New York Fed President William Dudley recently weighed in on who the next head of the Federal Reserve should be, surprising analysts by vouching for Gary Cohn, a former Goldman Sachs executive now serving as President Donald Trump’s economic adviser.
In an interview with the Associated Press, Dudley called Cohn “a reasonable candidate” for the Fed’s top job.
Trump has helped contribute to growing speculation that Cohn is a leading candidate for the position when he said last month that he was looking at Cohn and two or three others, including current Chairwoman Janet Yellen, for the job, during an interview with The Wall Street Journal. Cohn accompanied Trump during that WSJ interview.
“I’ve known Gary for a long time, but I’ve gained great respect for Gary working with him, so Gary certainly would be in the mix,” Trump said at the time.
A recent survey suggests Fed watchers have interpreted Trump’s remarks as a hint that Cohn is the top contender to take the reins of the U.S. central bank.
Read: All of a sudden, Gary Cohn is seen as shoo-in to be next Fed chairman
Ian Katz, Fed watcher, said it was a bit surprising that Dudley would want to inject himself in what has become a popular parlor game inside and outside of Washington. Fed officials, however, typically try to remain mum on such personnel matters.
“It moves close to the issue of mixing politics and the Fed, which the Fed discourages,” he said in an email.

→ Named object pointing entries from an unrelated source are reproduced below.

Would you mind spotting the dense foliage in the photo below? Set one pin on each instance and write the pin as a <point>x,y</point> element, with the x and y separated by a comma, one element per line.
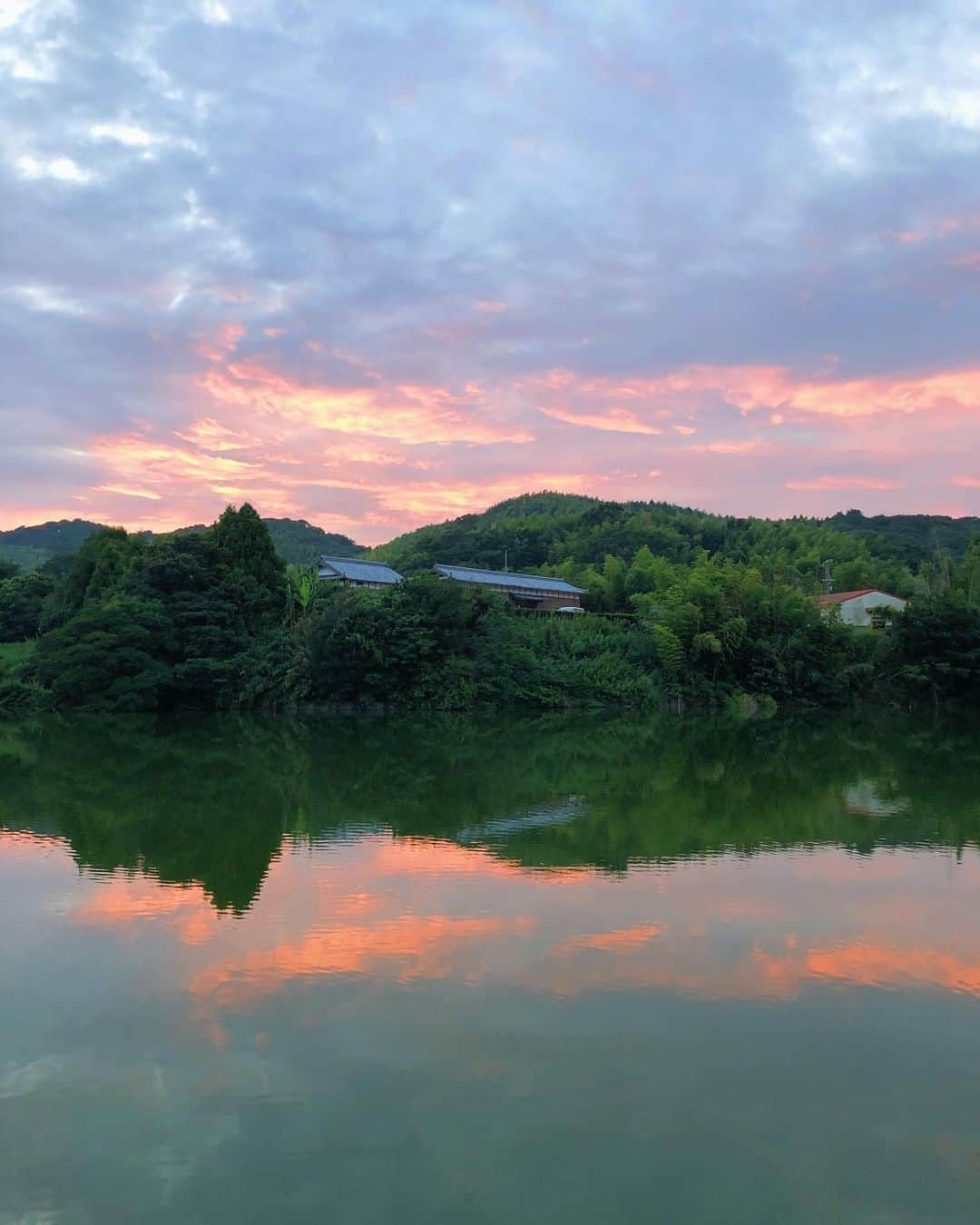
<point>28,548</point>
<point>692,609</point>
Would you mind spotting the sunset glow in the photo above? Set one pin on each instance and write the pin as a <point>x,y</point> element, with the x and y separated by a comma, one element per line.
<point>443,279</point>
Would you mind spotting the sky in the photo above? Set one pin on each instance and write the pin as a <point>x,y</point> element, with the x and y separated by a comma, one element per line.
<point>378,263</point>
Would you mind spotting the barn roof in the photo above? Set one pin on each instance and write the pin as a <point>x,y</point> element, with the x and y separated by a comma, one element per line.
<point>504,578</point>
<point>843,597</point>
<point>358,570</point>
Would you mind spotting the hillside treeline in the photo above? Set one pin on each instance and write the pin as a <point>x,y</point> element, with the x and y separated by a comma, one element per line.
<point>214,620</point>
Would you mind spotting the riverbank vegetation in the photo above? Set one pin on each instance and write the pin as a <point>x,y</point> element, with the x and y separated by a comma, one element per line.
<point>688,610</point>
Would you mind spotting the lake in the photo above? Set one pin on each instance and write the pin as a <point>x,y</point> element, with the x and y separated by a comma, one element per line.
<point>552,970</point>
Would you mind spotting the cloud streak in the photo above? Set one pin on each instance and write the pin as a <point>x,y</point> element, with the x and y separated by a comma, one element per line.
<point>454,267</point>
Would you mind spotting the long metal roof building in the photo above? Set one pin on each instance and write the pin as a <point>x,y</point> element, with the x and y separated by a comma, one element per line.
<point>358,573</point>
<point>497,578</point>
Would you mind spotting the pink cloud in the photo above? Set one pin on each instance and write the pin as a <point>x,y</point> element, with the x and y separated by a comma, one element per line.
<point>822,483</point>
<point>407,412</point>
<point>616,420</point>
<point>969,262</point>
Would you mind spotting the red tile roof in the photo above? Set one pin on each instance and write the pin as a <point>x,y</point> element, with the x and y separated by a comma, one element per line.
<point>843,597</point>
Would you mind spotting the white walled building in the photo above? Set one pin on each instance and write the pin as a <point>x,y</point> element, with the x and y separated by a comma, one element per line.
<point>858,608</point>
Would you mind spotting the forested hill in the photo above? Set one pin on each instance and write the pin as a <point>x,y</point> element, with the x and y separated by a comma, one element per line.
<point>585,539</point>
<point>916,536</point>
<point>296,541</point>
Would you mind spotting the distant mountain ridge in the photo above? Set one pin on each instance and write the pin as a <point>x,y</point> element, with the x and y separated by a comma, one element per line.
<point>569,533</point>
<point>297,541</point>
<point>546,529</point>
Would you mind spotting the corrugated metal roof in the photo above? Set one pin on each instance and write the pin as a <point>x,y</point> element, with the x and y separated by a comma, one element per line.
<point>520,582</point>
<point>358,570</point>
<point>843,597</point>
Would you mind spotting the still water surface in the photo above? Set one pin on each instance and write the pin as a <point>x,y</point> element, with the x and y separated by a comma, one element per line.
<point>461,972</point>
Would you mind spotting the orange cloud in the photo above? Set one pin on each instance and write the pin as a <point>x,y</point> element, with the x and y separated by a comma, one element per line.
<point>407,412</point>
<point>753,386</point>
<point>406,948</point>
<point>875,965</point>
<point>125,904</point>
<point>622,940</point>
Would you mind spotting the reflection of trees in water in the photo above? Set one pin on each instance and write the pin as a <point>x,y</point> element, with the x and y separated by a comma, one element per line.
<point>211,799</point>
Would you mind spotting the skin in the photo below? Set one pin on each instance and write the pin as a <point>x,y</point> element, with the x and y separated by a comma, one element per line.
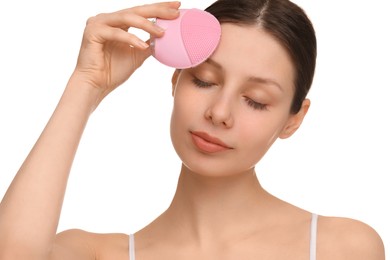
<point>220,210</point>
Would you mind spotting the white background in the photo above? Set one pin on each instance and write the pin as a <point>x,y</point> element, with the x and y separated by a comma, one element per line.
<point>126,170</point>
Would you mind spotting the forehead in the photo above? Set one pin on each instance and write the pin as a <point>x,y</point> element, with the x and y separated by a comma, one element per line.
<point>249,51</point>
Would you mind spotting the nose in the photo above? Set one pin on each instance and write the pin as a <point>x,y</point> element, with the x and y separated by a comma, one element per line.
<point>219,113</point>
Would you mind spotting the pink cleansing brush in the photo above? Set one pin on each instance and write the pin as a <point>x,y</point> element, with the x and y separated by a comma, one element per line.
<point>188,40</point>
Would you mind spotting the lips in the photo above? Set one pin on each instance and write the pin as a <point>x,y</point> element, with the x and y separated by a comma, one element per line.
<point>207,143</point>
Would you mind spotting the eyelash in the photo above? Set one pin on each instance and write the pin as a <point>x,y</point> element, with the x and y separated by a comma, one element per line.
<point>253,104</point>
<point>201,83</point>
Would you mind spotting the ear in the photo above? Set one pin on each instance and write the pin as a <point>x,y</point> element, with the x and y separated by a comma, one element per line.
<point>175,78</point>
<point>295,120</point>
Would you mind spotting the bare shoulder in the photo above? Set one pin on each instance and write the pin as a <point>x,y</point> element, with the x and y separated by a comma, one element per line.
<point>78,244</point>
<point>344,238</point>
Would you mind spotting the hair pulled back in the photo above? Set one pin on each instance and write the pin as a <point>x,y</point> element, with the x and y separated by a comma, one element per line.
<point>285,21</point>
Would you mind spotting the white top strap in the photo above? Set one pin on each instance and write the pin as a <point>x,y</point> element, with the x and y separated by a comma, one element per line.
<point>313,237</point>
<point>131,247</point>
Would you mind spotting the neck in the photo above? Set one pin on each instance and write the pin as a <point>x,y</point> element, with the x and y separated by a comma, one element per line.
<point>216,207</point>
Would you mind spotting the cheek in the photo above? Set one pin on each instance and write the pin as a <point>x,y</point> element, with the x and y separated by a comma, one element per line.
<point>258,134</point>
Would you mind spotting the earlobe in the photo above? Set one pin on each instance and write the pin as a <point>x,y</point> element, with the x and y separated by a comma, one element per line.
<point>295,120</point>
<point>175,78</point>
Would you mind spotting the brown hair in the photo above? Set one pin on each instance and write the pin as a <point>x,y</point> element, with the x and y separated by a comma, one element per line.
<point>288,23</point>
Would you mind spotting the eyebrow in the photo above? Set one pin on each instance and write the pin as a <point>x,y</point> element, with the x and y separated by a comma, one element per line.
<point>251,79</point>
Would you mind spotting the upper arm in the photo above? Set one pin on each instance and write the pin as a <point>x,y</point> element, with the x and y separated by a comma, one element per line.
<point>349,239</point>
<point>74,244</point>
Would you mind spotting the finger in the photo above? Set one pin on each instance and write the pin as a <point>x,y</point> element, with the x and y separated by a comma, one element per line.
<point>163,10</point>
<point>118,35</point>
<point>138,17</point>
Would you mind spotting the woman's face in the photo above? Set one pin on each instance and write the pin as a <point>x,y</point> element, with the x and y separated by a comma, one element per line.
<point>230,109</point>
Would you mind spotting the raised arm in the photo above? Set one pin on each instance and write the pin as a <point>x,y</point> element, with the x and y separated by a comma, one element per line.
<point>30,209</point>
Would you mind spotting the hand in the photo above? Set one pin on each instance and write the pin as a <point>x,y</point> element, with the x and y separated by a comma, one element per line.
<point>109,54</point>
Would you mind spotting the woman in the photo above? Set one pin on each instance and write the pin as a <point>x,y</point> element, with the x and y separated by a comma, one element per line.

Katz said what Dudley said seems obvious, that Cohn would be a reasonable candidate.
Diane Swonk, CEO of DS Economics, said she was concerned with the timing of Dudley’s remarks, particularly given that Yellen hasn’t expressed a desire to vacate the role, nor has the president said that he wouldn’t renominate the economist who just celebrated her 71st birthday on Sunday. Her term ends in 2018.
“It is unusual for anyone at the Fed, at this point in time, to comment on a new Fed chair or not,” Swonk said in an interview.
“We haven’t heard if Fed Chairwoman Janet Yellen is leaving. She’s only said that she would cross that bridge when she gets to it,” Swonk said.
“My guess is Dudley is trying to be neutral but its unusual. Saying anything about it makes people talk, perhaps more than you want them to,” she said.
A spokeswoman for the New York Fed said the bank would have no further comment on Dudley’s interview.
A changing of the guard at the Fed could set policy on a new path, adding a level of uncharacteristic drama and market speculation to the institution established 104 years ago.
Mark Gertler, a professor of economics at New York University, said there has been a tradition since the 1970s that Fed chairman have been reappointed, if they have shown a good record, even by presidents of opposite political parties.
“It is not obvious why Yellen is not reappointed given her performance,” said Gertler, who often collaborated with former Fed Chairman Ben Bernanke. He said the Fed community, writ large, is hoping that Yellen gets a second four-year term.
In contrast, Cohn is “a blank slate when it comes to monetary policy,” Gertler said.
Although the Wall Street executive comes with a Goldman Sachs pedigree, which has been a pseudo-calling card for financial officials in Washington over the past several decades, Cohn isn’t a card-carrying, Ivory tower economist.
Specifically, he doesn’t boast a Ph.D. in economics, in contrast to the past three Fed chairman.
In the interview, Dudley played down an academic background as a requirement to being the top Fed boss.
“He [Cohn] knows a lot about financial markets. He knows a lot about the financial system. I don’t think you have to have a Ph.D. in Economics, which I have, to be Chair of the Fed or governor or a president of one of the Federal Reserve Banks,” Dudley said.
It is worth noting, however, that outside of the realm of academia, Dudley and Cohn do have one alma mater in common: Goldman Sachs. Dudley was the chief economist at the world’s most prominent investment bank from 1986 to 2007.
Julia Coronado, founder and president of economic research firm MacroPolicy Perspectives, said it is a reasonable thing to have people other than economists for the Fed but that the Goldman
connection might make Cohn an unpopular choice.
“To have the head of the New York Fed and the Fed Chair both be Goldman alumni probably won’t be reassuring to a lot of Americans,” she said.